In December 1929, the Senate voted 58–22 to deny the Senate seat to Vare. While the Senate agreed that he had won the seat, the reason given for denying him the seat was that he had spent excessively to win the nomination. Governor John S. Fisher (successor to Pinchot) appointed Joseph R. Grundy to the vacant Senate seat. However, Vare regarded the Senate's action as endorsement of Pinchot's charges. As a result, when Pinchot again ran for governor in 1930, Vare ran Francis Shunk Brown in the primary against him.

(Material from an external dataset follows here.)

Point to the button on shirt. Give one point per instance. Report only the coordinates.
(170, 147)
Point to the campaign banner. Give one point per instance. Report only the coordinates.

Pinchot won, and Vare then supported Democratic nominee John Hemphill in the general election, which Pinchot also won. Vare also backed US Secretary of Labor James J. Davis, a Republican, in the special election for the remaining two years of Vare's Senate term, which Davis won. In spite of this, after the election there was a "palace coup" at the Republican City Committee: Vare was ousted and replaced by Davis.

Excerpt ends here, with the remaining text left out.